Greffier, lors des débats : Nathalie GOCEL
JUGEMENT contradictoire et en premier ressort,
Prononcé par mise à disposition au greffe, les parties en ayant été avisées,
Signé par Bertrand GAUTIER, 1er Vice-Président et Nathalie GOCEL, greffière présente au prononcé.
EXPOSÉ DU LITIGE :
Suivant assignation délivrée le 15 novembre 2022, le Syndicat des copropriétaires de l’immeuble [Adresse 1], représenté par son syndic la SCI [9], a fait citer SCI [11] aux fins d’obtenir :
— sa condamnation à lui payer les sommes suivantes :
* 26.922,39 € avec intérêts au taux légal à compter de la délivrance de l’assignation
* avec capitalisation des intérêts de retard
* 3.000 € à titre de dommages et intérêts en réparation du préjudice causé par le défaut de paiement des charges de copropriété à échéance
* 3.500 € au titre de l’article 700
* les frais et dépens de l’instance
Le Syndicat des copropriétaires de l’immeuble [Adresse 1] expose que la SCI [10] [Adresse 13] est propriétaire du lot n°6 sis dans l’immeuble de la copropriété, soit un local commercial.

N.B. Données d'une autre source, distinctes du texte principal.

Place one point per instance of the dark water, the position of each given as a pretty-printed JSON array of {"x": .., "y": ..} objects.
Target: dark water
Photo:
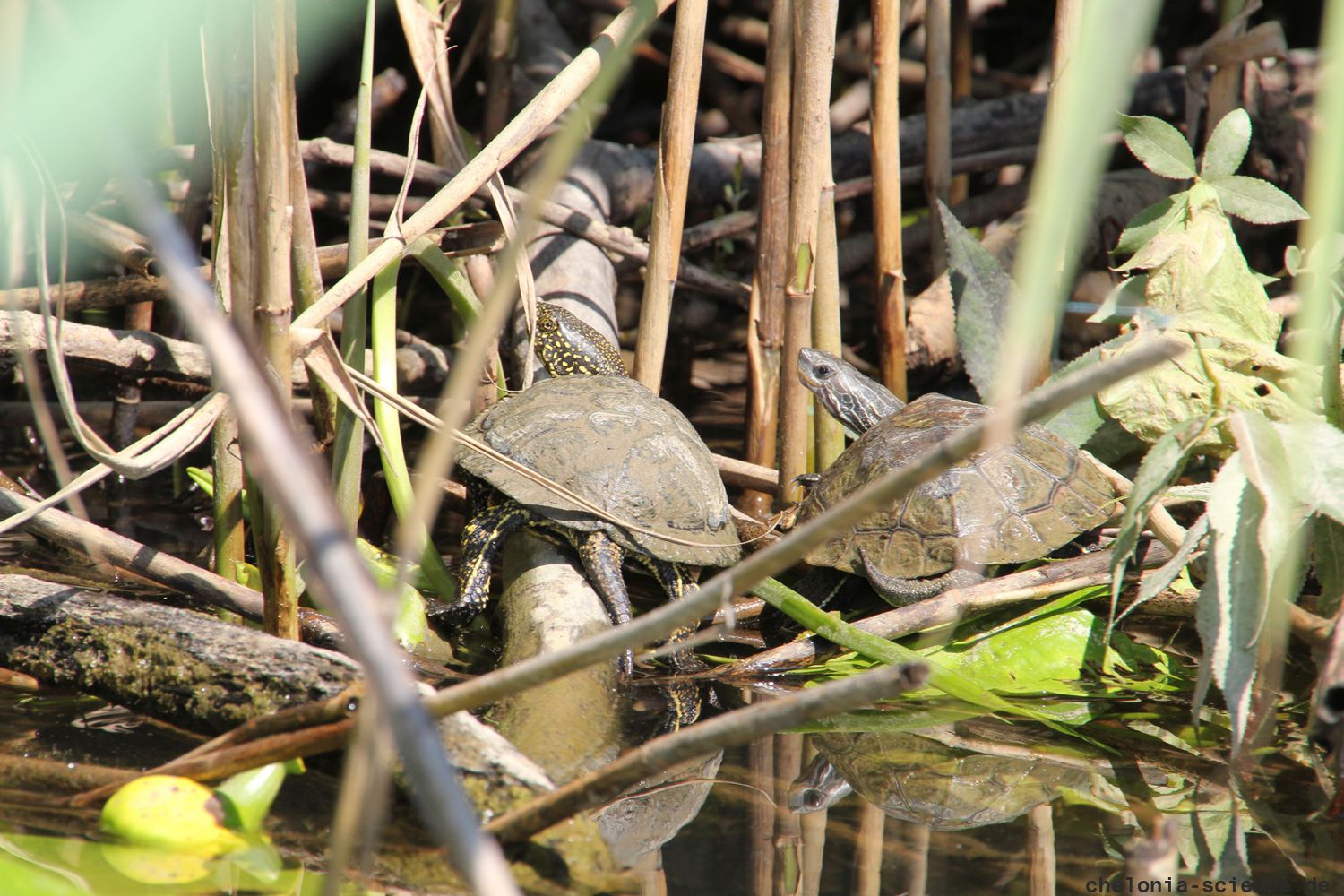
[{"x": 965, "y": 807}]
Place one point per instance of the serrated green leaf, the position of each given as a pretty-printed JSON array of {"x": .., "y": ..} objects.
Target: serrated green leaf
[
  {"x": 1231, "y": 602},
  {"x": 1160, "y": 147},
  {"x": 1150, "y": 222},
  {"x": 1228, "y": 145},
  {"x": 980, "y": 290},
  {"x": 1255, "y": 201},
  {"x": 1268, "y": 463},
  {"x": 1160, "y": 578}
]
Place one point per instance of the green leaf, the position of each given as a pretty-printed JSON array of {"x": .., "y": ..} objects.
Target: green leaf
[
  {"x": 1161, "y": 466},
  {"x": 1255, "y": 201},
  {"x": 868, "y": 645},
  {"x": 247, "y": 796},
  {"x": 1047, "y": 651},
  {"x": 1293, "y": 261},
  {"x": 1160, "y": 147},
  {"x": 1152, "y": 220},
  {"x": 1328, "y": 556},
  {"x": 980, "y": 289},
  {"x": 1158, "y": 581},
  {"x": 1228, "y": 145},
  {"x": 1231, "y": 603}
]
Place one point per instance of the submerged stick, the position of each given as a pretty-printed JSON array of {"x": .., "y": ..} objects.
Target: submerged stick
[{"x": 723, "y": 731}]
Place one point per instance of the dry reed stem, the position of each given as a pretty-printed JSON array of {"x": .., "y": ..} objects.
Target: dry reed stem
[
  {"x": 765, "y": 317},
  {"x": 669, "y": 187},
  {"x": 886, "y": 194},
  {"x": 828, "y": 433},
  {"x": 814, "y": 37},
  {"x": 499, "y": 64},
  {"x": 962, "y": 67},
  {"x": 273, "y": 107},
  {"x": 938, "y": 115},
  {"x": 548, "y": 105}
]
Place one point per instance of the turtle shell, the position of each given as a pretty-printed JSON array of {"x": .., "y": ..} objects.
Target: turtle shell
[
  {"x": 613, "y": 443},
  {"x": 1007, "y": 504}
]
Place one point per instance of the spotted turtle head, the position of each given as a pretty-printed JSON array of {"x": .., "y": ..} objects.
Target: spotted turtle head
[{"x": 569, "y": 347}]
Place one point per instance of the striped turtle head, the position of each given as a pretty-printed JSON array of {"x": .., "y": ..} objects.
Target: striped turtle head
[
  {"x": 849, "y": 395},
  {"x": 569, "y": 347}
]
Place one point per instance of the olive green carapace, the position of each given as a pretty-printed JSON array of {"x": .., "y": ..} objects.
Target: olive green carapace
[
  {"x": 1011, "y": 503},
  {"x": 569, "y": 347},
  {"x": 623, "y": 449}
]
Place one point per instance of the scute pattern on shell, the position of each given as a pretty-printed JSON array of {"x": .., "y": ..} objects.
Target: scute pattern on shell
[
  {"x": 1012, "y": 503},
  {"x": 617, "y": 445}
]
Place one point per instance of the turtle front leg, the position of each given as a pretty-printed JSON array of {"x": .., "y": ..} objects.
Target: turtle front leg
[
  {"x": 900, "y": 592},
  {"x": 602, "y": 559},
  {"x": 481, "y": 541}
]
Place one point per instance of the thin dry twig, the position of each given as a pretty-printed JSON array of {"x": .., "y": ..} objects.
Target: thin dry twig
[{"x": 886, "y": 194}]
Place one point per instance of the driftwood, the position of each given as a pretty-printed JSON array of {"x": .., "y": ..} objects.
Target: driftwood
[
  {"x": 182, "y": 667},
  {"x": 201, "y": 673}
]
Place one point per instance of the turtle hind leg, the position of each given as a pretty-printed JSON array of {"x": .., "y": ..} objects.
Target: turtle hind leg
[
  {"x": 683, "y": 697},
  {"x": 900, "y": 592},
  {"x": 602, "y": 559},
  {"x": 483, "y": 538}
]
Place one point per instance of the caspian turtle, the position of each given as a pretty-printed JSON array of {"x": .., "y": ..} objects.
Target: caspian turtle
[{"x": 1007, "y": 504}]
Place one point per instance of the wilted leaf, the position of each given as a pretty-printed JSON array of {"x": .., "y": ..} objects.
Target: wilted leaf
[
  {"x": 1228, "y": 145},
  {"x": 980, "y": 289},
  {"x": 1126, "y": 297},
  {"x": 1082, "y": 419},
  {"x": 1247, "y": 378},
  {"x": 1161, "y": 148},
  {"x": 1255, "y": 201},
  {"x": 1268, "y": 465},
  {"x": 1152, "y": 220},
  {"x": 1206, "y": 284}
]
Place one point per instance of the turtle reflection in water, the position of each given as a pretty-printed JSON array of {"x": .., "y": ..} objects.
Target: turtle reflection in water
[
  {"x": 1007, "y": 504},
  {"x": 919, "y": 780}
]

Les autres lots sont propriétés de la SCI [9], également syndic (non professionnel) de l’immeuble. Ces autres lots sont aussi des locaux commerciaux, ou des garages. En raison de la répartition de la copropriété entre deux copropriétaires seulement, ce sont les dispositions prévues aux articles 41-13 et suivants de la loi du 10 juillet 1965 qui s’appliquent et qui sont d’ordre public. Le Syndicat des copropriétaires de l’immeuble [Adresse 1] précise que la copropriété a été gérée par la SAS [12] jusqu’en septembre 2022, date à laquelle elle n’a pas sollicité le renouvellement de son mandat de gestion. Cette décision était prise en raison des impayés accumulés par la SCI [11] qui la mettait en difficulté pour régler les fournisseurs.
La répartition dans la copropriété est 1414 tantièmes pour la SCI [9], et de 586 tantièmes pour la SCI [11].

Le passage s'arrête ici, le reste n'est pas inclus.